Friday, January 13, 2012

Today Is Your Lucky Day



























"Experience is simply the name we give our mistakes," ~Oscar Wilde

When our girl Josephine was a baby, we thought it was hilarious when she would miss wildly in her repeated attempts to get her thumb into her mouth, poking herself in the eye, or losing track of it as her hand passed out of her vision. She cried in frustration sometimes, and sometimes we helped her get her thumb where she wanted it. What made us laugh was that she just kept trying, day after day, often making the same mistakes over and over. It was so human.

"Our greatest glory is not in never failing but in rising every time we fail." ~Confucius


Failure is a universal experience. From the moment we're born we fail and fail and fail until we succeed. That is the calculus of learning: 

f(ail)x + 1s(uccess) = s. 


At first when Josephine succeeded in getting her thumb in her mouth, it was purely because the law of averages dictated she would, but with repetition she began to tilt the odds in her favor until after a few weeks, she'd mastered this self-soothing skill. 


All real learning is built upon failure.

It's so tempting as teachers to save our students from failing. We see that adding that one last block will cause the tower to fall and surreptitiously reach out a hand to hold it up. Eventually he'll have to build that building that falls, why not let it be now? We fudge the die count in a board game so the child doesn't lose yet again. Eventually she will have to lose that game, why not let it be now? We try to catch them when they fall. Eventually she will take that fall, why not let it be now? We can't help ourselves as adults, sometimes we save them, but we also have to know that each time we do it, we're robbing them of experience, which as Wilde implies is another word for "mistake."


And Oscar Wilde knew about failure, having filed for bankruptcy, but he was in good company: Rembrandt, Mark Twain, Thomas Paine, Walt Disney (multiple times), Thomas Edison (multiple times), and even three of our presidents, Grant, Lincoln, and McKinley turned to the courts for bankruptcy protection. When a reporter asked Edison how it felt to have failed over a thousand times in his quest to invent the lightbulb, he famously answered, "I didn't fail a thousand times. The lightbulb was an invention with a thousand steps."

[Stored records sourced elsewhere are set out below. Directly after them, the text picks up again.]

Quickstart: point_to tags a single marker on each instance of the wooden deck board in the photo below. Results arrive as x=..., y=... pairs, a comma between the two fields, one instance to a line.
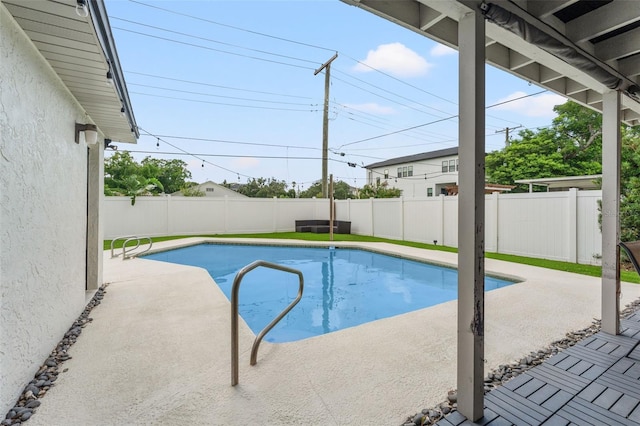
x=595, y=382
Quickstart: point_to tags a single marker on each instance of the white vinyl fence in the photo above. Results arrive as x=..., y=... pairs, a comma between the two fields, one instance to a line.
x=551, y=225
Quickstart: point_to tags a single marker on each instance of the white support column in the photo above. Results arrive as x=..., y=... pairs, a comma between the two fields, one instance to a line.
x=95, y=232
x=611, y=147
x=572, y=225
x=471, y=36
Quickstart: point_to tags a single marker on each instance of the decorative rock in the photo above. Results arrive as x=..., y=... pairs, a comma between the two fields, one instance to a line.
x=48, y=371
x=33, y=404
x=418, y=419
x=504, y=373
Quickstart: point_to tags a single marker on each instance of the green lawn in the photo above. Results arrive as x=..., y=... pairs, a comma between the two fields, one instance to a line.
x=595, y=271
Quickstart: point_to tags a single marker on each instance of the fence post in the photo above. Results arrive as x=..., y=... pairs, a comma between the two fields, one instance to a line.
x=275, y=214
x=373, y=234
x=495, y=196
x=402, y=218
x=226, y=214
x=572, y=199
x=442, y=220
x=169, y=219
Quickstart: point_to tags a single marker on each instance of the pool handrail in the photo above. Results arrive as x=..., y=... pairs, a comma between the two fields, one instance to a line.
x=138, y=242
x=235, y=315
x=113, y=242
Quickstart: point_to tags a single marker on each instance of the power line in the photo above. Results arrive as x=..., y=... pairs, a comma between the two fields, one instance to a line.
x=218, y=96
x=233, y=27
x=437, y=121
x=216, y=85
x=213, y=41
x=222, y=103
x=212, y=49
x=234, y=142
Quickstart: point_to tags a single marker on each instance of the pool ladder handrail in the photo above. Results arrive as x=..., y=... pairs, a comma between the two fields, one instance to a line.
x=128, y=239
x=235, y=315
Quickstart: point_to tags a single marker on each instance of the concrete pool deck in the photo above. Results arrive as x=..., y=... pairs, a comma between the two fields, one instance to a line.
x=158, y=350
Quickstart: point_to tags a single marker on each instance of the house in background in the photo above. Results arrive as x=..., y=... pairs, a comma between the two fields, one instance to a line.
x=420, y=175
x=58, y=112
x=213, y=190
x=564, y=183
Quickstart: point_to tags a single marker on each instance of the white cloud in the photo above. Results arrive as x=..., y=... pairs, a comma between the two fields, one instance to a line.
x=535, y=106
x=372, y=108
x=396, y=59
x=245, y=163
x=442, y=50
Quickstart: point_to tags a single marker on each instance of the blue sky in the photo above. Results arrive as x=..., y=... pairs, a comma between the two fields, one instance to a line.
x=232, y=82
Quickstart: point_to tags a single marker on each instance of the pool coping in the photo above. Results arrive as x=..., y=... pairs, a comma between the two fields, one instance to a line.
x=337, y=244
x=158, y=351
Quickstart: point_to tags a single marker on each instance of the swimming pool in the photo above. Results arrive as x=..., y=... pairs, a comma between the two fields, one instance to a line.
x=343, y=287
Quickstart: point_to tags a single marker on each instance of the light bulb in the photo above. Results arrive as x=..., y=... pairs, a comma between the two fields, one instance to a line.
x=82, y=10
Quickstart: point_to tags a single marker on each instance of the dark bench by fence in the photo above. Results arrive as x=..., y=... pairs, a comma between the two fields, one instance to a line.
x=322, y=226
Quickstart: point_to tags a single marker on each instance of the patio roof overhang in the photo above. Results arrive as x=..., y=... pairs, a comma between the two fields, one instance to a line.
x=585, y=50
x=81, y=51
x=605, y=33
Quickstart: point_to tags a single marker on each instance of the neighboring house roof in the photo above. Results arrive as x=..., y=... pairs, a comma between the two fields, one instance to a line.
x=447, y=152
x=81, y=50
x=218, y=190
x=580, y=182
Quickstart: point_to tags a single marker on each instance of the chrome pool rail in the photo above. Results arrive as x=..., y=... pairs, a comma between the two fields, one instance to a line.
x=127, y=239
x=235, y=315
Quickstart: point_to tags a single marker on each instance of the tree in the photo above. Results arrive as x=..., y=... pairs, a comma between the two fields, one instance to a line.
x=315, y=190
x=630, y=185
x=189, y=189
x=117, y=167
x=341, y=190
x=571, y=146
x=379, y=191
x=265, y=188
x=135, y=186
x=171, y=173
x=124, y=176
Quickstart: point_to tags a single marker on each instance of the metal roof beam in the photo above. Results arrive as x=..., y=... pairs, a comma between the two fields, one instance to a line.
x=610, y=17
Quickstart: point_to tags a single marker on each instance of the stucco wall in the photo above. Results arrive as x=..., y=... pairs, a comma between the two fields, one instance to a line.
x=43, y=187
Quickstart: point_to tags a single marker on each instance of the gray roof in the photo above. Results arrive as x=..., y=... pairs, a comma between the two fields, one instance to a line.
x=415, y=157
x=81, y=50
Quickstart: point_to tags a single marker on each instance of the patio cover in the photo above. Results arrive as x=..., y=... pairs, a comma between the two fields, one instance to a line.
x=587, y=51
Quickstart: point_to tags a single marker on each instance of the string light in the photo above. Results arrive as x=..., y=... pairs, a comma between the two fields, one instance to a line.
x=82, y=10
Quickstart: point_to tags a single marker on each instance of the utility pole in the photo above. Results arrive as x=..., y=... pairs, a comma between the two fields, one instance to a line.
x=506, y=133
x=325, y=121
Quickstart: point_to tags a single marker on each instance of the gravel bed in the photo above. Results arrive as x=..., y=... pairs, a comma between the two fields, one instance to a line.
x=506, y=372
x=45, y=378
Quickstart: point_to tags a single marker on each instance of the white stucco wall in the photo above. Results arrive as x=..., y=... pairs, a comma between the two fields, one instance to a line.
x=43, y=220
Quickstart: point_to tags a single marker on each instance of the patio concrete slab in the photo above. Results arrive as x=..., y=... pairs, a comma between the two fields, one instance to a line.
x=158, y=351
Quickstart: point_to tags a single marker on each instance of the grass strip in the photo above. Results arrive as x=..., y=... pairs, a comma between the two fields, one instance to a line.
x=590, y=270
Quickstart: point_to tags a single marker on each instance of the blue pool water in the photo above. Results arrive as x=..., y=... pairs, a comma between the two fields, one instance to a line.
x=342, y=287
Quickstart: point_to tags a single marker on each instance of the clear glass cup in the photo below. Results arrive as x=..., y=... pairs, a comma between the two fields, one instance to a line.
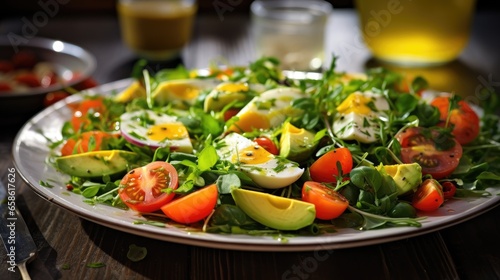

As human beings, we are not products of our successes any more that we are of our failures. I often tell the parents of my students that their job isn't to keep their kid from falling, but rather to to help them up when they do. Of course, we save them when we can, but each time we do we merely stave off the inevitable.


The tree of success grows in the soil of failure.

Everyone fails, and we might as well learn to laugh, not only because it's human, but because this time we might succeed.